One of the photographers I admire is Robert Doisneau, for his early street photography of his Parisian neighbourhoods. He was obviously a man of humour, and loved taking photographs of ordinary people but his photos are anything but. This quote of his sums his work up; “the marvels of daily life are exciting, no movie director can arrange the unexpected you find in the street”
Another photographer I admire is Henri Cartier-Bresson. His photographs can be more like paintings. The one below showcases his great timing and composition.
Lately I’ve become fascinated with the work of Vivian Maier. She came to the worlds attention after she died, her wordly goods were sold off, and in amongst her belongings was an enomous haul of black and white photographic slides. The significance of her talent became obvious when a sample few were developed. Her work captures New York in an bygone era. She was shy and reclusive, a nanny by trade – but with no passion for children. However, her day job enabled her to walk the streets and the parks of New York with her camera round her neck, capturing people (and often the children in her care) and life on the street.
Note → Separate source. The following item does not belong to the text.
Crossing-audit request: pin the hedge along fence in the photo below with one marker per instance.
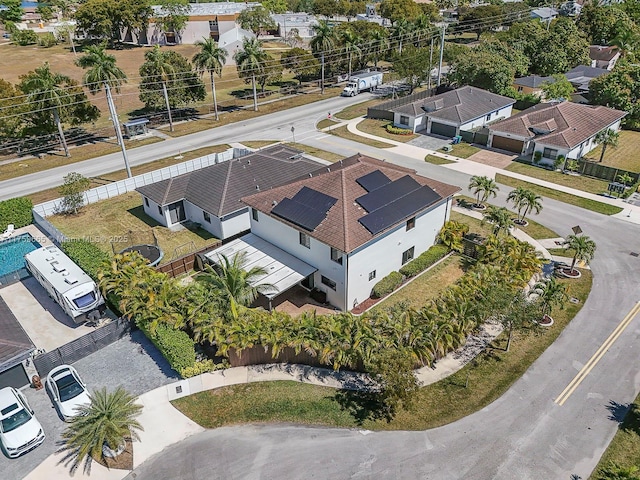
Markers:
(16, 211)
and one of the amazing images Vivian captured as she travelled round the city.
Having recently started photography evening classes with friends, it has made me realise how little I know, and how much there is to learn. The fun is practising and finding things and people to practise on, we’ve had some great days out trying techniques and looking for new angles and subjects.
As letters and personal post declines, all that may survive of us are our photos, selfies and phone snaps documenting our lives and filling in the gaps for later generations on how we live now.
Do you display or print your photos? Or are they languishing on a hard drive or sim card?